Pour le plaisir des Rois je suis donné

De jour en jour, les veneurs me pourchassent

Par les forêts. Je suis abandonné

À tous les chiens, qui sans cesse me chassent.

Jacques Du Fouilloux

Dans la salle des gardes, Nicolas aperçut un garçon bleu, un blondin à l’air déluré, qui toisait les arrivants. Il reconnut le guide annoncé. Il fut aussitôt pris en main et entraîné à toute allure dans l’habituel dédale de salles, de couloirs et d’escaliers. Parviendrait-il un jour à retrouver son chemin dans ce château ? Cette cavalcade les conduisit très haut dans l’édifice. Il savait que M. de La Borde disposait dans les combles d’un petit appartement qu’il devait à la faveur particulière du roi. Le garçon bleu ouvrit une porte sans gratter, en habitué des lieux ; il s’effaça pour le laisser entrer. Dès l’abord, Nicolas fut séduit par le caractère paisible du salon que chauffait un feu crépitant dans une cheminée de marbre grenat. Les boiseries de chêne clair supportaient de petits tableaux de chasse et, au-dessus de l’âtre, une magnifique carte de France encadrée. Une bibliothèque, prise dans l’épaisseur et également répartie de chaque côté d’une porte, présentait des alignements réguliers de volumes de poche qui ajoutaient encore à l’impression d’intimité aimable de l’ensemble. M. de La Borde, en robe de chambre d’indienne, sans cravate ni perruque, était mollement enfoncé dans un sofa à grands ramages rouges sur fond crème, plongé dans la lecture attentive d’un papier. Il leva les yeux.

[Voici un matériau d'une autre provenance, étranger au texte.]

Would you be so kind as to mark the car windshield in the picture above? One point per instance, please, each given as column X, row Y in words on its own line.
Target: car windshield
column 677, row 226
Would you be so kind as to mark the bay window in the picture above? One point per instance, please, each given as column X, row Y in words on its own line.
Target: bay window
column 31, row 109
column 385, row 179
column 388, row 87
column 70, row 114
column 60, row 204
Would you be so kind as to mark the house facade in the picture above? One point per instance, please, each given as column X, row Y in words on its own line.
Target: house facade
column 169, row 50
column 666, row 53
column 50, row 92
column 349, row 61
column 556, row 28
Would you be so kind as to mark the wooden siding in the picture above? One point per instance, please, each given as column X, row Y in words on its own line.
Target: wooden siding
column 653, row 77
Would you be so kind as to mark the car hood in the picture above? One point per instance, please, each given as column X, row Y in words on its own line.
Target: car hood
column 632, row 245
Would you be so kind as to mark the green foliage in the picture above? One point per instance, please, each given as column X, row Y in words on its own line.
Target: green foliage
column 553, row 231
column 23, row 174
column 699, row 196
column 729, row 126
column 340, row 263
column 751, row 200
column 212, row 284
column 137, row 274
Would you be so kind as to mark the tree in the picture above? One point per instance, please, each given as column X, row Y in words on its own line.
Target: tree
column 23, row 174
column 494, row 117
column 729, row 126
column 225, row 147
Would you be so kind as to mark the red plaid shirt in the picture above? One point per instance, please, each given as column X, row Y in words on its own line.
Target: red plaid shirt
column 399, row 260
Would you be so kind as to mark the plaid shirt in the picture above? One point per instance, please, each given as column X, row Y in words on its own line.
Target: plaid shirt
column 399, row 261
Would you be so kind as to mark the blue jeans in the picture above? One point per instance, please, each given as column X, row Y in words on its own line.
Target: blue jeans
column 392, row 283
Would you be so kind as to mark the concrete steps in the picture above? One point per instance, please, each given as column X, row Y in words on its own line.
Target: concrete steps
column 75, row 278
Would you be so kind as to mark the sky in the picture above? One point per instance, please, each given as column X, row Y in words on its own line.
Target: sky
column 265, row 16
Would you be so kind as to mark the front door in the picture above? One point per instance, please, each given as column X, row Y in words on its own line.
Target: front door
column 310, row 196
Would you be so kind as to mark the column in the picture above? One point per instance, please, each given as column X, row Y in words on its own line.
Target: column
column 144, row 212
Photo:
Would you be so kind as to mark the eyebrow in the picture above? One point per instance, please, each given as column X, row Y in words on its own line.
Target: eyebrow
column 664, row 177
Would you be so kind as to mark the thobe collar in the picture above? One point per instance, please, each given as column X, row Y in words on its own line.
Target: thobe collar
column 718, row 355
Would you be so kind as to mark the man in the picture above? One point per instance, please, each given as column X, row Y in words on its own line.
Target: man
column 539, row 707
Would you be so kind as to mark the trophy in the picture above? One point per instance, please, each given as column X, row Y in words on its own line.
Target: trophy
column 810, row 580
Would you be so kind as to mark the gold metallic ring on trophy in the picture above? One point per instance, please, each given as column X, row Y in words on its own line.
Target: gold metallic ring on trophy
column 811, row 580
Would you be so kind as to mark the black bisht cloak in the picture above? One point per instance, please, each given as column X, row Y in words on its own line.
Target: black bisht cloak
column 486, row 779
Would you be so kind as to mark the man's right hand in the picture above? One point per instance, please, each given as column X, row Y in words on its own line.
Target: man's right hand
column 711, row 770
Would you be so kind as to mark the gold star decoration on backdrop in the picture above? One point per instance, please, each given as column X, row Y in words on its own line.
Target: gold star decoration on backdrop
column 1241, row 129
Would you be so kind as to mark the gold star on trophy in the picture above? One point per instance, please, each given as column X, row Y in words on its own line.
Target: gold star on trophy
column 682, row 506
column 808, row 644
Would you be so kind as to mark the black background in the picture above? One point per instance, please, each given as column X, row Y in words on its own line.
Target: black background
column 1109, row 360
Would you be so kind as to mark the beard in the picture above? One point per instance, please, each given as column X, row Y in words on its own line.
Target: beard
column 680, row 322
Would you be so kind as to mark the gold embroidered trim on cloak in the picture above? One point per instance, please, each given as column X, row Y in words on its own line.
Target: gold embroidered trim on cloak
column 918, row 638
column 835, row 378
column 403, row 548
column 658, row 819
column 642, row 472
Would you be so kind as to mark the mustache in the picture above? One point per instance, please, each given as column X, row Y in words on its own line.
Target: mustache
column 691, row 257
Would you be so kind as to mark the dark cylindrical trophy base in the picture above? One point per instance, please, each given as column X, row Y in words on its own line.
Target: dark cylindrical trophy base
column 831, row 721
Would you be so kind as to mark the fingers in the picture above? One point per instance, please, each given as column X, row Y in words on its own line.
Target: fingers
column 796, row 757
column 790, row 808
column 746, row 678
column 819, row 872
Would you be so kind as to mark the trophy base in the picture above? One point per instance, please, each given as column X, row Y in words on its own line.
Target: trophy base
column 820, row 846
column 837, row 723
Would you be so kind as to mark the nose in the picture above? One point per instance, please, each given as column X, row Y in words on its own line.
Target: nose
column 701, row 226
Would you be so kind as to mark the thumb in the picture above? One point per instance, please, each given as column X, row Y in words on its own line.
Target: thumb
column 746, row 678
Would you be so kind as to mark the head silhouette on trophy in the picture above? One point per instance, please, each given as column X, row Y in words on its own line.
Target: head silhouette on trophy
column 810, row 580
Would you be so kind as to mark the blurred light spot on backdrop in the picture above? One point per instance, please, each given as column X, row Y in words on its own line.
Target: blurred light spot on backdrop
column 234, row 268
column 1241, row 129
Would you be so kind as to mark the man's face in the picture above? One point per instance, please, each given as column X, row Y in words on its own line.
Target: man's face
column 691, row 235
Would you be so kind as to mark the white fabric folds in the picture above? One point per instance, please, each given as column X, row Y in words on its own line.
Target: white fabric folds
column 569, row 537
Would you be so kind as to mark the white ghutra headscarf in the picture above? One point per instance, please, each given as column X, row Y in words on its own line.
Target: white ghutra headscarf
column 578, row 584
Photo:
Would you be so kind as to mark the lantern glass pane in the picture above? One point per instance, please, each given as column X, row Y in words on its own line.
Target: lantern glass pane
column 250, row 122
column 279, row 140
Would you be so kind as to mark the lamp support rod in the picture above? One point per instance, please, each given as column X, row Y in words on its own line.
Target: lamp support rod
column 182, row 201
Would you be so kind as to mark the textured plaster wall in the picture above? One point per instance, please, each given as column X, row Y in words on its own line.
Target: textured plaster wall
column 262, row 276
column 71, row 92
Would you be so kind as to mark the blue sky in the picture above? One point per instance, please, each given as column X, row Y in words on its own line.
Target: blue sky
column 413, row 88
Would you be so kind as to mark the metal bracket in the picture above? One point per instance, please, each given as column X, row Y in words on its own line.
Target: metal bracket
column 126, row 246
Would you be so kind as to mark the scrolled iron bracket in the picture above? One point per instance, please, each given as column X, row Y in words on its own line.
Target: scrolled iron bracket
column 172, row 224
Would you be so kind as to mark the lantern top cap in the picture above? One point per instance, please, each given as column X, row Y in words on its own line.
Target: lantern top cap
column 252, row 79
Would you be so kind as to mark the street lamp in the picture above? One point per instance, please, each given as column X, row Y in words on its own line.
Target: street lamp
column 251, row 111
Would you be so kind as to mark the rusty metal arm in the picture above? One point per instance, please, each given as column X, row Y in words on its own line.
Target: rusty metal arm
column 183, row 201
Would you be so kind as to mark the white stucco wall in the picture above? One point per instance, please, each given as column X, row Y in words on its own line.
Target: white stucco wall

— Ah ! enfin retrouvé, mon cher Nicolas ! Merci, Gaspard, dit-il au garçon bleu, vous pouvez disposer, mais ne vous éloignez pas, nous pourrions avoir besoin de vous.

Le jeune homme pirouetta sur lui-même et, après un petit salut insolent, disparut.

— Prenez vos aises, mon ami. Vous allez distraire cette fin d’après-midi morose. Je compilais les exploits de mes créanciers.

Il lui montra une pile de papiers près de lui.

— Je ne connais manière plus désagréable de passer le temps, dit Nicolas.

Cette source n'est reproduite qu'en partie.